Various sections of the manuscript reviewed by: P. Andreone, Ambulatorio di Epatologia, Servizio di Semeiotica Medica, Università di Bologna, Bologna, Italy; M. Buti, Liver Unit, Hospital General Universitario Valle Hebron, Barcelona, Spain; F.J. Carrilho, Department of Gastroenterology, Clinical Hepatology Branch, University of Sāo Paulo School of Medicine, Sāo Paulo, Brazil; E. De Clercq, Rega Institute for Medical Research, Minderbroedersstraat, Leuven, Belgium; C. Cursaro, Ambulatorio di Epatologia, Servizio di Semeiotica Medica, Università di Bologna, Bologna, Italy; R.A. de Man, Department of Internal Medicine II, Erasmus University, Rotterdam, The Netherlands; B.G. Gazzard, Chelsea and Westminster Hospital, London, England; A. Gramenzi, Ambulatorio di Epatologia, Servizio di Semeiotica Medica, Università di Bologna, Bologna, Italy; J. Heathcote, Division of Gastroenterology, The Toronto Hospital and University of Toronto, Toronto, Ontario, Canada; P. Honkoop, Department of Internal Medicine II, Dijkzigt Hospital, Rotterdam, The Netherlands; N.W.Y. Leung, Department of Medicine, Prince of Wales Hospital, Hong Kong; D. Mutimer, The Liver and Hepatobiliary Unit, Queen Elizabeth Hospital, Birmingham, UK; L. Naesens, Rega Institute for Medical Research, Minderbroedersstraat, Leuven, Belgium; J. Neyts, Rega Institute for Medical Research, Minderbroedersstraat, Leuven, Belgium; R.F. Schinazi, Veterans Affairs Medical Center and Emory University, Decatur, Georgia, USA; T. Shaw, Victorian Infectious Diseases Reference Laboratory, Melbourne, Victoria, Australia; N.C. Tassopoulos, Western Attica General Hospital, Athens, Greece; T.L. Wright, Gastroenterology Unit, Veterans Affairs Medical Center, San Francisco, California, USA.

Data Selection

Sources: Medical literature published in any language since 1966 on lamivudine, identified using AdisBase (a proprietary database of Adis International, Auckland, New Zealand), Medline and EMBASE. Additional references were identified from the reference lists of published articles. Bibliographical information, including contributory unpublished data, was also requested from the company developing the drug.

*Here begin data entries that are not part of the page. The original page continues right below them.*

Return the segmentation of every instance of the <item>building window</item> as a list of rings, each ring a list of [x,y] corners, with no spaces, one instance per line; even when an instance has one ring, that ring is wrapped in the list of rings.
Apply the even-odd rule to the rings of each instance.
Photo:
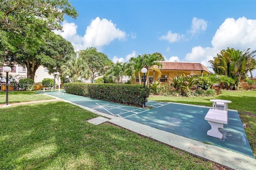
[[[27,68],[26,67],[18,66],[18,71],[19,72],[25,72],[27,71]]]
[[[162,75],[160,77],[159,79],[159,80],[161,82],[166,82],[167,83],[168,80],[168,76],[167,75]]]
[[[138,75],[136,76],[136,82],[139,82],[139,76]]]
[[[145,75],[145,81],[146,81],[146,80],[147,79],[147,76]],[[141,82],[144,82],[144,76],[143,75],[142,75],[141,76]]]

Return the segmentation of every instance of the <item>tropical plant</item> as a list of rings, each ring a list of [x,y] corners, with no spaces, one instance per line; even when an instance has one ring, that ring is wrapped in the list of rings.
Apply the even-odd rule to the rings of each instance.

Search strategy: AdisBase, Medline and EMBASE search terms were ‘lamivudine’, ‘2-3-dideoxy-3-thiacytidine’, ‘3-TC’, ‘3TC’, ‘BCH-189’, ‘BCH-790’, ‘BTC’, ‘GR-103665’, ‘GR-109714’, ‘GR-109714X’, ‘NGPB-21’, ‘SDDC’ and ‘hepatitis-B’. Searches were last updated 31May 1999.

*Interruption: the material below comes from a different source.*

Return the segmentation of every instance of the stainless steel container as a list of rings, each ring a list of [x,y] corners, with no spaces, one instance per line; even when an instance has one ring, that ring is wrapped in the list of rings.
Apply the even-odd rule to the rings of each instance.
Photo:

Selection: Studies in patients with hepatitis B who received lamivudine. Inclusion of studies was based mainly on the methods section of the trials. When available, large, well controlled trials with appropriate statistical methodology were preferred. Relevant pharmacodynamic and pharmacokinetic data are also included.
Index terms: Hepatitis B, lamivudine, pharmacodynamics, pharmacokinetics, therapeutic use.